The 42-year-old, youthful looking economist has not risen through the ranks of a political party while building his stellar career but some worry about the effect of his ties to Merkel on the Bundebank's sacrosanct independence.

Weidmann's training includes time at the Bank of France and International Monetary Fund, where he worked on African issues, and he was made a chevalier (knight) of the French Legion of Honour in 2009.

He became Merkel's close adviser on economic affairs in 2006 and has been an influential Group of Eight nations "Sherpa," playing a key role in clinching global agreements.

The German daily Die Welt has called him: "He who whispers in the chancellor's ear."

Weidmann replaces Bundesbank president Axel Weber, who decided to step down at the end of April, casting doubt over who would become the next European Central Bank president, a role many thought Weber would take on.

The young economist will assume Weber's seat on the ECB governing council and will be expected to defend German priorities such as strict control of eurozone inflation.

Weidmann has also made a name for himself as secretary of the German Council of Economic Experts, the "Five Wise Men" who advise the government, and at the Bundesbank, where he directed the monetary policy and analysis division.

He was sent to Berlin by Weber, one of his economic professors in Bonn who was impressed by his student's grasp of economic theory and pragmatism.

Weidmann "combines a solid background in economics with first-hand experience in containing severe financial crises in Europe," Berenberg Bank chief economist Holger Schmieding told AFP.

He worked feverishly behind the scenes to hammer out rescue plans for German banks embroiled in the global financial crisis and for carmaker Opel.

"No position is likely to be as exciting" after such experiences on the brink of disaster, the German daily Sueddeutsche Zeitung commented in an article about Weidmann.

Speculation as to his future grew in January when Weidmann was named to replace an outgoing member of the Bundesbank board, which is based in Frankfurt, with his wife and two children close by.

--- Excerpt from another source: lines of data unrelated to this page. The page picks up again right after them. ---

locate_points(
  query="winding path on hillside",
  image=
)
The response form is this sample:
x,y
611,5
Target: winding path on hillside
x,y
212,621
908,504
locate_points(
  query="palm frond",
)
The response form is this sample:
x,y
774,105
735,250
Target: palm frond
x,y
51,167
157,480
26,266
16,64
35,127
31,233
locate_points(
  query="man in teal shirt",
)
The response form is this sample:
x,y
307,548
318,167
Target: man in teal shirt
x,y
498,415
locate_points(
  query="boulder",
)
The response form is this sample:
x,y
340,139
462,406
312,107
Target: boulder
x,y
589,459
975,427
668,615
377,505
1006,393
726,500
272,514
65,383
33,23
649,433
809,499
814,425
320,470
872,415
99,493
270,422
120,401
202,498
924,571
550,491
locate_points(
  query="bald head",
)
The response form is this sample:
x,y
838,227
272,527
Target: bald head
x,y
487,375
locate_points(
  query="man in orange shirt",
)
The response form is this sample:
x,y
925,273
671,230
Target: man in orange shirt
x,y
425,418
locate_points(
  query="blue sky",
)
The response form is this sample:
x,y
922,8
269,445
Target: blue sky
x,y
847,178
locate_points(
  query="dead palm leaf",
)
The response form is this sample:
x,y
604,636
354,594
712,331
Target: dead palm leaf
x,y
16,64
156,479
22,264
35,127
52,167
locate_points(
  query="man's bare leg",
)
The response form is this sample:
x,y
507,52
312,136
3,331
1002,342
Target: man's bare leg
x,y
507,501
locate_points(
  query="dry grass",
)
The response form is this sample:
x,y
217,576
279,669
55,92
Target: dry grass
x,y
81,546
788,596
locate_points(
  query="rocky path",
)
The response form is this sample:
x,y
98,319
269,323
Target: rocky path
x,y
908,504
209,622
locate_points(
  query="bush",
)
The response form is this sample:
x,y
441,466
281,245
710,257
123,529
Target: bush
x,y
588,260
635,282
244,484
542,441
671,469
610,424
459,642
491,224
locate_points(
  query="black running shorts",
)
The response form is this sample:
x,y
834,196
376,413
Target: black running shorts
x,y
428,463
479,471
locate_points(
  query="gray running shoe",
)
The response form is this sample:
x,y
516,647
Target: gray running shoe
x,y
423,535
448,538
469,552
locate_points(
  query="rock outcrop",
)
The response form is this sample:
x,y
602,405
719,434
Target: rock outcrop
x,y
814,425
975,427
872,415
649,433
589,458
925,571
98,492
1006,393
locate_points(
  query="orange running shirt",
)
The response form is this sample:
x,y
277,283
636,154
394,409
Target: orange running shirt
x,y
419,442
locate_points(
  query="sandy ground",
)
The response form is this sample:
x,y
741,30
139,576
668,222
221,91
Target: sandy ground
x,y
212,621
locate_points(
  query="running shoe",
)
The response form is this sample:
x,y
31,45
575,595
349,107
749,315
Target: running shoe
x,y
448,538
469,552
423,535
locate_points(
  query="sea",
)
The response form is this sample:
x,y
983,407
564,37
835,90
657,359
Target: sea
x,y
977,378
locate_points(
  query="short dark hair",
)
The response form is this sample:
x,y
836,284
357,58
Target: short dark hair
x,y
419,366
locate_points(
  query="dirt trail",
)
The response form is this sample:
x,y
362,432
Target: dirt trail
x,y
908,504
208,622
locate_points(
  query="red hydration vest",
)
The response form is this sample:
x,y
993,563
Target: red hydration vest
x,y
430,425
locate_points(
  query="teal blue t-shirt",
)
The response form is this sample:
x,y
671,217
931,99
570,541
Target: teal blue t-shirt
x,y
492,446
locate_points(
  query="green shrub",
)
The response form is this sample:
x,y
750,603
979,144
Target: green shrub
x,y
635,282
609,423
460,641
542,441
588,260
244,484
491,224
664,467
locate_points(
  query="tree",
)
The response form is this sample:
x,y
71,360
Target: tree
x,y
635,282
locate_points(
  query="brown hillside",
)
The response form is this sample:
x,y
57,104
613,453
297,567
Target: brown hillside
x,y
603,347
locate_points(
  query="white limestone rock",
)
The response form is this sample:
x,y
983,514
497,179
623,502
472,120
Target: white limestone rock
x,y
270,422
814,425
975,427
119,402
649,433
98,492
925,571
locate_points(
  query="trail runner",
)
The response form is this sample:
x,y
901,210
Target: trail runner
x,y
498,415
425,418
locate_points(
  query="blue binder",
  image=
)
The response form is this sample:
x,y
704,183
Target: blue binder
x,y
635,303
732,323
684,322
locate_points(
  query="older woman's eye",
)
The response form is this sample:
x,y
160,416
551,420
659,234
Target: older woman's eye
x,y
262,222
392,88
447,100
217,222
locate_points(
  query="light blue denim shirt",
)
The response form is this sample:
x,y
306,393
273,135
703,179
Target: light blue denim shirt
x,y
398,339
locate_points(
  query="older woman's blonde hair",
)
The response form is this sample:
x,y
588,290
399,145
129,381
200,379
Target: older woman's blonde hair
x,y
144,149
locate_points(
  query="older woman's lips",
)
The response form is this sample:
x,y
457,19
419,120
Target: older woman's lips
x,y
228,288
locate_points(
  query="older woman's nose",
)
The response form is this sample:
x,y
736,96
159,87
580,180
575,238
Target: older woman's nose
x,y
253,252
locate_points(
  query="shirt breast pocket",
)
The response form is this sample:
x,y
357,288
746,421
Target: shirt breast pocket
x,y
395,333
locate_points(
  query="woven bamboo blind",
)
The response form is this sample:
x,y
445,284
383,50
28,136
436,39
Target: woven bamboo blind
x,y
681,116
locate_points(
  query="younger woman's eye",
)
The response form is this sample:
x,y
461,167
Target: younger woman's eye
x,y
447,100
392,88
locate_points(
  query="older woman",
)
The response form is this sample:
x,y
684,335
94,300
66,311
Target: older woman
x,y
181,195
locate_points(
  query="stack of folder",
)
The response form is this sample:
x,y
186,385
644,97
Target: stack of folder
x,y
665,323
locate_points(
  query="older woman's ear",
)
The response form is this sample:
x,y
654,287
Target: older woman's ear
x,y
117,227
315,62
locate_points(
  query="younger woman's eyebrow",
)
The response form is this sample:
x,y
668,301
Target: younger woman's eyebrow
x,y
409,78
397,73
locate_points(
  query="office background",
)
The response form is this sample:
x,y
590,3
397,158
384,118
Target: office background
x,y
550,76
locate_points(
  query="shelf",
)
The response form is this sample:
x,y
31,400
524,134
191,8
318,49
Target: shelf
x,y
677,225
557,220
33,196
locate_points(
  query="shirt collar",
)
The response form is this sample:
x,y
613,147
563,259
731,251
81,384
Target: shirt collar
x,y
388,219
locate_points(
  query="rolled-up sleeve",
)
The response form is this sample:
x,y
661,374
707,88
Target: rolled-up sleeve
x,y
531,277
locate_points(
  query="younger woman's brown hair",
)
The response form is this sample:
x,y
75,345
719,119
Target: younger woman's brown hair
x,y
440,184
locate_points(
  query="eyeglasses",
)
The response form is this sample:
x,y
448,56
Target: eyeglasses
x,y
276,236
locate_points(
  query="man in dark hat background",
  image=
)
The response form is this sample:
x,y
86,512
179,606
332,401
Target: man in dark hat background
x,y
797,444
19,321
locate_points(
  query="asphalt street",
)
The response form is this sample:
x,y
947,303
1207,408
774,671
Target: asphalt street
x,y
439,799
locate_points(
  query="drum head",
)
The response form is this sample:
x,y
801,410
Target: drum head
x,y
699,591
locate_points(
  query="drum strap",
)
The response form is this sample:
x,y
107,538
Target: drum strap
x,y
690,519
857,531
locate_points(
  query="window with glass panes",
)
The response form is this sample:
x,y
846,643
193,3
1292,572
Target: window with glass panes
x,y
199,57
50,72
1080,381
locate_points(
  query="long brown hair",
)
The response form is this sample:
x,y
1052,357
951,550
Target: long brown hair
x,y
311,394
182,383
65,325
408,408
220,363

Some suggest the choice could spark concerns it was more political than practical.

Barclays Capital economist Thorsten Polleit told AFP that "eyebrows might be raised" at the path leading straight from Merkel's office to the central bank.

Schmieding noted however that "history shows that, (once) in office in Frankfurt, Bundesbankers are fully independent of those who had appointed them."

The Sueddeutsche Zeitung said: "Anyone who knows Weidmann realises that while you may justifiably be concerned about his heart given his 70-hour weeks, you needn't worry about his integrity.

"Weidmann has always been loyal to Merkel and from May onwards he will dedicate the same loyalty to the Bundesbank."